Değişikliğin doğru ve zaruri olduğuna inandık, bunun gereğini yerine getirdik. Büyük Birlik Partisi tam demokratik ve adil bir başkanlık sistemini savunur.
Temsilde adaletin de, yönetimde istikrarın da ancak bu şekilde sağlanacağına inanıyoruz” ifadelerini kullanıyordu.
BU SÖZLER, ANA MUHALEFETE…
BBP lideri, “Cumhuriyet Halk Partisi, eğer militan görmek istiyorlarsa Boğaziçi'nde birlikte eylem yaptıkları gruba baksınlar” şeklinde bir cümle kuruyordu ki, sanırım yeni haftanın ilkg ünlerinde bu çıkışa çok yanıt gelir, değerlendirmede bulunulur..
Siyasetteki üslup tartışmasına yönelik eleştirilerde bulunur iken hedefine CHP’ li alıyordu BBP lideri Destici..
Sözleri sertti.. Hayli sert.
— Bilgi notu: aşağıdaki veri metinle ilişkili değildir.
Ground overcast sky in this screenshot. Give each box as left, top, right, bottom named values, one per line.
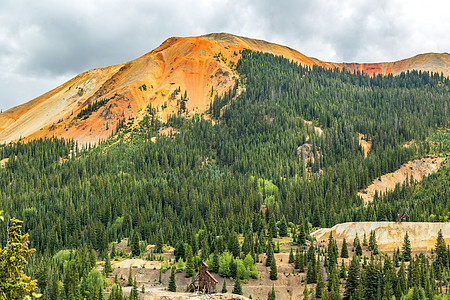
left=0, top=0, right=450, bottom=110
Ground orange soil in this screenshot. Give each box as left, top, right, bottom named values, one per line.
left=0, top=33, right=450, bottom=144
left=358, top=157, right=448, bottom=204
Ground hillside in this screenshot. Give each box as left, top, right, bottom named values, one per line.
left=0, top=50, right=450, bottom=299
left=311, top=222, right=450, bottom=251
left=0, top=33, right=450, bottom=144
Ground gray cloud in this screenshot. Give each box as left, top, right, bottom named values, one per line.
left=0, top=0, right=450, bottom=110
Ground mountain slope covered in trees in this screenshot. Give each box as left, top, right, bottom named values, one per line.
left=0, top=50, right=450, bottom=293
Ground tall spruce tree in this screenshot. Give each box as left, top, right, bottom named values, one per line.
left=267, top=285, right=277, bottom=300
left=186, top=247, right=195, bottom=278
left=131, top=231, right=141, bottom=256
left=288, top=247, right=295, bottom=264
left=269, top=258, right=278, bottom=280
left=344, top=255, right=360, bottom=300
left=402, top=232, right=411, bottom=261
left=168, top=267, right=177, bottom=292
left=435, top=229, right=448, bottom=268
left=232, top=278, right=242, bottom=295
left=341, top=238, right=348, bottom=258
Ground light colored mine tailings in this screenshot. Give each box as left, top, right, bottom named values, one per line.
left=358, top=157, right=449, bottom=205
left=311, top=222, right=450, bottom=251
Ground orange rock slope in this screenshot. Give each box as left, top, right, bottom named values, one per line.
left=0, top=33, right=450, bottom=144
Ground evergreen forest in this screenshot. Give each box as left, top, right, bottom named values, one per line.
left=0, top=50, right=450, bottom=299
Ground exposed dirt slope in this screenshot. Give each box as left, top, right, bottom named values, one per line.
left=0, top=33, right=450, bottom=143
left=311, top=222, right=450, bottom=251
left=358, top=157, right=447, bottom=204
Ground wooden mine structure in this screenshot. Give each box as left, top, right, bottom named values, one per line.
left=188, top=263, right=218, bottom=294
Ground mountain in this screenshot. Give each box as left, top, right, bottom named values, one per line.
left=0, top=33, right=450, bottom=144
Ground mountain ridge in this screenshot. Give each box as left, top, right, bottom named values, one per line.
left=0, top=33, right=450, bottom=144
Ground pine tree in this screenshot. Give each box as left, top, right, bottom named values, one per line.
left=155, top=230, right=164, bottom=253
left=341, top=238, right=348, bottom=258
left=222, top=278, right=228, bottom=294
left=103, top=255, right=113, bottom=277
left=269, top=213, right=278, bottom=238
left=306, top=251, right=317, bottom=283
left=266, top=242, right=274, bottom=267
left=435, top=229, right=448, bottom=268
left=232, top=278, right=242, bottom=295
left=289, top=247, right=295, bottom=264
left=173, top=241, right=186, bottom=261
left=353, top=234, right=362, bottom=256
left=344, top=255, right=360, bottom=299
left=168, top=267, right=177, bottom=292
left=109, top=243, right=116, bottom=259
left=369, top=230, right=377, bottom=254
left=127, top=266, right=133, bottom=286
left=270, top=259, right=278, bottom=280
left=209, top=247, right=219, bottom=273
left=294, top=248, right=301, bottom=270
left=316, top=270, right=325, bottom=298
left=131, top=231, right=141, bottom=256
left=402, top=232, right=411, bottom=261
left=339, top=260, right=347, bottom=279
left=267, top=285, right=277, bottom=300
left=280, top=216, right=288, bottom=237
left=297, top=223, right=306, bottom=246
left=303, top=284, right=309, bottom=300
left=186, top=248, right=195, bottom=278
left=128, top=278, right=139, bottom=300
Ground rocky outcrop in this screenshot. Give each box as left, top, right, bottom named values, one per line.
left=311, top=222, right=450, bottom=251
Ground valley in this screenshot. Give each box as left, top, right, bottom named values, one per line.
left=0, top=34, right=450, bottom=300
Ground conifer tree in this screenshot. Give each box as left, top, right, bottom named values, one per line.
left=222, top=278, right=228, bottom=294
left=155, top=230, right=164, bottom=253
left=294, top=248, right=300, bottom=270
left=168, top=267, right=177, bottom=292
left=266, top=242, right=274, bottom=267
left=289, top=247, right=295, bottom=264
left=173, top=241, right=186, bottom=261
left=209, top=247, right=219, bottom=273
left=270, top=258, right=278, bottom=280
left=435, top=229, right=448, bottom=268
left=402, top=232, right=411, bottom=261
left=0, top=217, right=37, bottom=299
left=297, top=223, right=306, bottom=246
left=128, top=278, right=139, bottom=300
left=232, top=278, right=242, bottom=295
left=186, top=248, right=195, bottom=278
left=267, top=285, right=277, bottom=300
left=127, top=266, right=133, bottom=286
left=303, top=284, right=309, bottom=300
left=280, top=216, right=288, bottom=237
left=306, top=251, right=317, bottom=283
left=131, top=231, right=141, bottom=256
left=369, top=230, right=377, bottom=254
left=339, top=260, right=347, bottom=279
left=109, top=243, right=116, bottom=259
left=344, top=255, right=360, bottom=300
left=353, top=234, right=362, bottom=256
left=341, top=238, right=348, bottom=258
left=103, top=255, right=113, bottom=277
left=269, top=213, right=278, bottom=238
left=316, top=269, right=325, bottom=298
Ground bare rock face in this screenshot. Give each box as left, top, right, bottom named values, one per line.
left=311, top=222, right=450, bottom=251
left=0, top=33, right=450, bottom=144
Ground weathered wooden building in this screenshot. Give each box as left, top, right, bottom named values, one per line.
left=189, top=263, right=218, bottom=294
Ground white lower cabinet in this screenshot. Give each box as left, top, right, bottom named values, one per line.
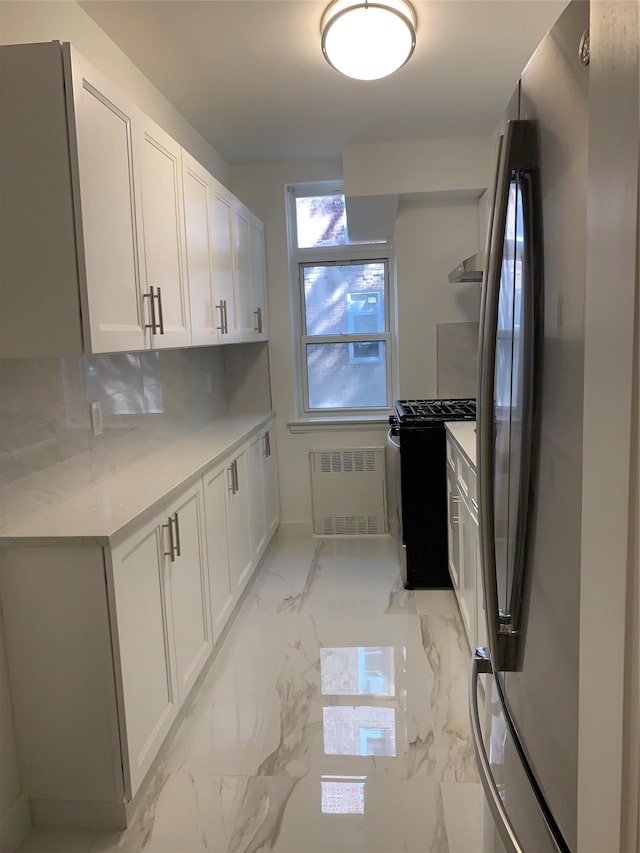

Diyordu ki;  “Önce ordumuz ‘satılmış’ kelimesi ile itham edildi.
Sonra yüzde 52 oyla halk çoğunluğu ile seçilmiş cumhurbaşkanına ‘diktatör’ ifadeleri kullanıldı.
En son ise valilerimiz ve kaymakamlarımız ‘militan’ suçlaması ile karşı karşıya kaldı.
Bizim valilerimiz ve kaymakamlarımız bir Mehmetçik ve asker gibi görev yapıyorlar. Hele kayyum olarak görev yapanlar adeta kelle koltukta görev yapıyorlar.
Onun için bu devletin valisine ve kaymakamına ‘militan’ suçlaması ya da benzetmesi yapmak bence kabul edilebilir bir şey değildir.
Bu dili kullananları özür dilemeye davet ediyorum. Eleştirebilir, eksikleri dile getirebilirsiniz. Cumhuriyet Halk Partisi ve yöneticileri tabanını ayırarak söylüyorum. Eğer militan görmek istiyorlarsa Boğaziçi'nde birlikte eylem yaptıkları gruba baksınlar. Terörist görmek istiyorlarsa hemen Mecliste oturdukları sıralardan sol tarafa dönsünler, orada ittifak ortakları HDP’nin içinde yeteri kadar teröristi de, militanı da, vatan hainini de, vatan düşmanını da göreceklerdir”
Böyle idi Başkentin soğuğunda, siyaseti hayli ısındıracak ifadeler. Net ve hayli açıktı yani..
Siyaset gündemine ilişkin aktarabileceklerimin dahası da var da,  kısa keseyim, uzatmayayım.. Bu gün tatil günü sonuçta.. Sağlıkla kalın…Hoşça kalın..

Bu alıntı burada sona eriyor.